En esas décadas de mediados de siglo se plasma la sustitución del poder del antiguo régimen, sustentado en la Iglesia y la nobleza, por el del Tercer Estado (campesinos, artesanos y comerciantes) del que nace una incipiente burguesía urbana y mercantil, laica y liberal. Esta se enriquece con el cultivo y comercialización de la ‘cochinilla’ y los servicios portuarios, actividad potenciada por la Ley de Puertos Francos de Bravo Murillo de 1852, cuyos beneficios se extenderán hasta finales de la siguiente década. Todo ello propicia la implantación de una pujante colonia extranjera, principalmente británica, atraída por el crecimiento mercantil y de las infraestructuras portuarias y participante de una política económica ‘prekeynesiana’, que impulsa las obras públicas como dinamizadoras de actividad económica y creadoras de empleo. Dicha colonia enlaza, tras la crisis de la ‘cochinilla’, un nuevo ciclo económico sustentado en los cultivos de exportación (plátano, tomate y papa), la navegación a vapor y una creciente industria turística.

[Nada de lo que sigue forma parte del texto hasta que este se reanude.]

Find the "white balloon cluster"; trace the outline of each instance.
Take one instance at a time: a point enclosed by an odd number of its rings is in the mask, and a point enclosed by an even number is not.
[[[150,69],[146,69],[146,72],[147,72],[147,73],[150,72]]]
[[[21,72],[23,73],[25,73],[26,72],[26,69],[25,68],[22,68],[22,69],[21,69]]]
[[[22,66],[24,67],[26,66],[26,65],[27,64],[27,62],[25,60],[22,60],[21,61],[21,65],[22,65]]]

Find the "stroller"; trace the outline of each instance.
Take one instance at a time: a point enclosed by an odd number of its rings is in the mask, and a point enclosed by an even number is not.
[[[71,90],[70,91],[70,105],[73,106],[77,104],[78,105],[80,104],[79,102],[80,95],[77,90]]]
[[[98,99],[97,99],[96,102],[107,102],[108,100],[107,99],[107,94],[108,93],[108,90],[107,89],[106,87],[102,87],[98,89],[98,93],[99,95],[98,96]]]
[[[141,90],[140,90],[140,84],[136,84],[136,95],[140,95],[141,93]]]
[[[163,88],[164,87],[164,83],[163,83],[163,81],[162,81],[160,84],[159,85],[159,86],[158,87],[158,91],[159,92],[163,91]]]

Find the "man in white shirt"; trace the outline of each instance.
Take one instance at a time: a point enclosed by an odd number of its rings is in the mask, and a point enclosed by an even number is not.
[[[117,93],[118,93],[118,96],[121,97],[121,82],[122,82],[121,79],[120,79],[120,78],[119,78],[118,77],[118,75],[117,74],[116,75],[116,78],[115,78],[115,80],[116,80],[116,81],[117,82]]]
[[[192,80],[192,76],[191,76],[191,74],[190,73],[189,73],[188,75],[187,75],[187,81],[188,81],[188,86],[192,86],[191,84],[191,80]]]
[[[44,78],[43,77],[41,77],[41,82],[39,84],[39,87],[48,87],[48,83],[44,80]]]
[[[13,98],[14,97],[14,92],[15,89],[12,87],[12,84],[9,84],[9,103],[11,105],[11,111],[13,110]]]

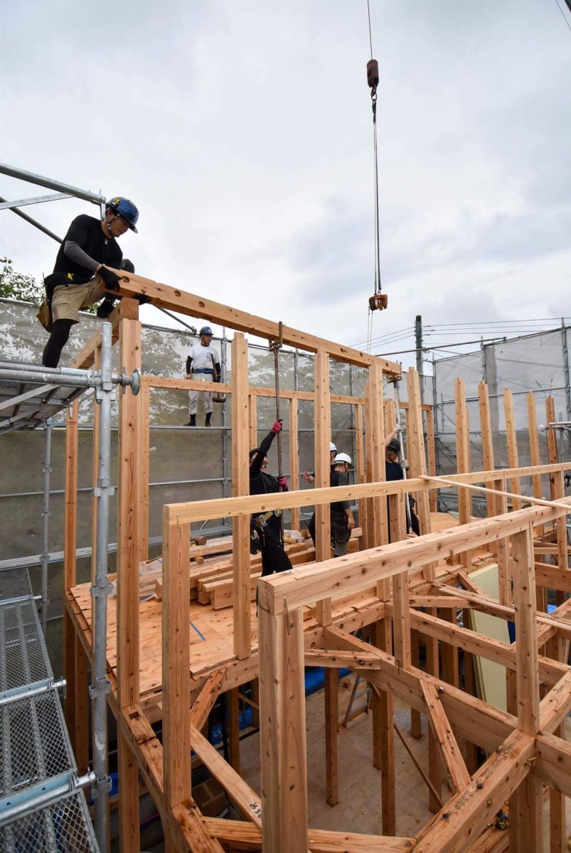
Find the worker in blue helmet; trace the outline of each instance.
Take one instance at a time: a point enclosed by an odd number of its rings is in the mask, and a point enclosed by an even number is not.
[[[116,195],[107,202],[102,219],[81,214],[73,219],[57,252],[54,271],[44,280],[50,333],[42,364],[57,367],[79,311],[119,289],[123,252],[117,239],[137,234],[139,212],[129,199]],[[110,269],[111,268],[111,269]],[[149,301],[141,295],[140,302]]]
[[[208,386],[213,382],[220,381],[220,357],[218,350],[213,346],[213,330],[210,326],[203,326],[198,333],[200,343],[195,344],[186,359],[186,378],[195,381],[206,382]],[[196,415],[199,403],[204,411],[204,426],[212,426],[213,395],[209,387],[204,391],[189,392],[189,415],[190,420],[187,426],[196,426]]]

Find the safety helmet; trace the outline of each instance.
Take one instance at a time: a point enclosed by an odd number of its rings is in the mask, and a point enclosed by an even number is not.
[[[138,234],[135,226],[139,218],[139,212],[132,201],[129,199],[124,199],[122,195],[115,195],[108,201],[106,207],[108,210],[114,211],[119,216],[122,216],[131,230]]]
[[[341,462],[347,462],[347,465],[353,465],[353,461],[348,453],[338,453],[334,459],[335,465],[340,465]]]

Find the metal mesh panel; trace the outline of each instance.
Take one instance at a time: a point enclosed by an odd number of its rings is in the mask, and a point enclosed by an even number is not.
[[[0,692],[53,678],[33,601],[0,605]]]
[[[96,851],[84,797],[73,794],[0,827],[0,850],[6,853]]]
[[[75,769],[54,688],[0,707],[0,795]]]
[[[0,600],[32,595],[30,576],[24,566],[0,571]]]

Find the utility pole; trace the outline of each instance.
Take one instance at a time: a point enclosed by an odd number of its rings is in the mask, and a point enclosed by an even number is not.
[[[422,318],[417,315],[414,322],[415,346],[417,348],[417,373],[420,384],[421,401],[424,403],[424,388],[422,387]]]

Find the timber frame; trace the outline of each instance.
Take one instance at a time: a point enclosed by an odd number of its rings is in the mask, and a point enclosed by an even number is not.
[[[564,497],[563,474],[571,463],[557,461],[549,444],[549,464],[539,464],[537,425],[529,404],[532,458],[518,467],[506,392],[510,467],[496,470],[487,390],[480,386],[480,415],[486,470],[470,472],[468,412],[463,383],[457,383],[458,473],[437,478],[434,462],[432,410],[422,406],[418,377],[406,374],[405,407],[411,479],[384,480],[385,420],[393,422],[393,403],[383,401],[383,374],[399,378],[397,364],[283,326],[283,339],[315,353],[314,392],[281,391],[290,407],[290,452],[297,458],[297,401],[315,404],[316,488],[299,490],[292,465],[291,490],[272,496],[271,508],[289,508],[292,525],[299,508],[316,505],[316,557],[311,566],[258,581],[258,624],[250,602],[249,515],[268,508],[263,496],[248,496],[248,448],[256,429],[256,399],[272,396],[250,386],[243,332],[269,340],[278,324],[137,276],[125,276],[124,297],[110,317],[127,372],[141,369],[141,324],[132,297],[236,330],[232,342],[231,381],[219,386],[232,395],[232,480],[234,496],[163,508],[163,595],[160,681],[142,692],[141,606],[138,570],[148,557],[149,403],[153,387],[191,389],[201,384],[144,375],[137,397],[119,400],[117,659],[109,663],[109,705],[119,734],[121,850],[138,851],[139,776],[160,815],[167,850],[240,850],[267,853],[365,851],[465,851],[544,850],[541,806],[544,786],[550,795],[551,850],[566,849],[565,798],[571,797],[571,745],[563,722],[571,709],[571,572],[565,528],[571,502]],[[73,366],[97,363],[96,334]],[[329,392],[329,362],[338,359],[369,370],[363,397]],[[358,483],[335,490],[335,500],[358,502],[362,550],[329,559],[329,441],[330,405],[355,407]],[[548,422],[550,406],[547,402]],[[428,441],[425,446],[425,427]],[[431,432],[432,431],[432,432]],[[94,434],[96,460],[97,438]],[[78,755],[88,759],[87,661],[92,659],[92,626],[80,606],[76,586],[75,547],[78,476],[77,405],[67,420],[64,585],[64,651],[68,685],[67,717]],[[428,459],[428,464],[427,464]],[[512,462],[514,464],[512,464]],[[95,470],[95,469],[94,469]],[[429,472],[429,473],[428,473]],[[519,484],[531,478],[533,497],[522,497]],[[542,478],[550,500],[542,497]],[[506,488],[509,483],[510,488]],[[430,508],[439,488],[458,490],[459,525],[431,532]],[[471,519],[470,496],[482,489],[488,517]],[[405,538],[406,492],[417,498],[418,538]],[[510,501],[511,511],[508,511]],[[93,498],[94,512],[96,497]],[[524,508],[525,503],[531,506]],[[387,512],[388,508],[388,512]],[[192,523],[218,517],[233,519],[232,631],[228,654],[197,671],[193,666],[188,609],[189,541]],[[94,543],[95,544],[95,543]],[[492,553],[498,566],[499,596],[491,599],[470,578],[475,552]],[[93,556],[95,565],[95,552]],[[555,559],[556,563],[547,560]],[[557,591],[557,609],[546,612],[547,590]],[[183,606],[181,606],[181,603]],[[304,620],[304,609],[312,618]],[[515,623],[517,641],[508,645],[457,624],[457,608],[482,611]],[[370,626],[372,642],[354,633]],[[108,635],[109,639],[110,635]],[[426,667],[418,666],[418,644]],[[505,667],[508,711],[473,695],[468,677],[461,687],[458,650],[466,669],[473,656]],[[338,799],[336,690],[338,670],[349,667],[373,688],[372,760],[382,770],[380,799],[383,835],[364,835],[347,827],[339,833],[308,828],[304,666],[325,667],[327,798]],[[227,763],[201,729],[220,693],[237,701],[237,688],[259,679],[261,793],[253,791]],[[430,804],[435,813],[415,838],[395,837],[393,699],[411,708],[419,734],[420,714],[429,722]],[[162,737],[152,728],[162,720]],[[235,745],[236,746],[236,745]],[[479,761],[477,747],[487,755]],[[242,821],[203,816],[192,798],[191,751],[225,788]],[[239,753],[238,753],[239,755]],[[443,794],[440,766],[449,778]],[[510,833],[490,824],[509,802]],[[533,839],[533,840],[532,840]],[[530,846],[532,844],[532,846]],[[564,846],[565,845],[565,846]]]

En 1879 se instaló en la plaza frente al Teatro de Las Palmas el pilar de piedra azul de Antonio López de Echegarreta, primer arquitecto de la ciudad, que servía de fuente y pedestal al retrato en yeso del canónigo y poeta Bartolomé Cairasco de Figueroa, el que desde entonces da su nombre a la plaza y al Teatro y es, con pocos años de diferencia, la imagen que se plasma en la fotografía. La pobreza del material de la escultura realizada por Rafael Bello O’Shanahan provocaría su pronto deterioro y su sustitución, en 1894, por una espléndida pieza en mármol de Carrara del genovés Paolo Triscornia di Ferdinando, quien en 1892 había presentado una columna de igual nobleza rematada por el busto de Colón que dio nombre a la Alameda.
En Santa Cruz de Tenerife, tras sucesivas intervenciones de acondicionamiento y ornato a cargo de los maestros de obra Armiño y Maffiotte, en 1912 se acometió en el Teatro Municipal o de la Reina una reforma integral de su interior en herradura, proyectada por Antonio Pintor y Ocete, introductor de una estética modernista y ecléctica que, salvó su estructura exterior, eliminaría todo lo inicialmente proyectado por Manuel de Oraá. Finalmente, en 1924 se le daría el nombre del ilustre poeta y dramaturgo tinerfeño Ángel Guimerá y Jorge, fallecido ese año, que es con el que ha llegado hasta nuestros días.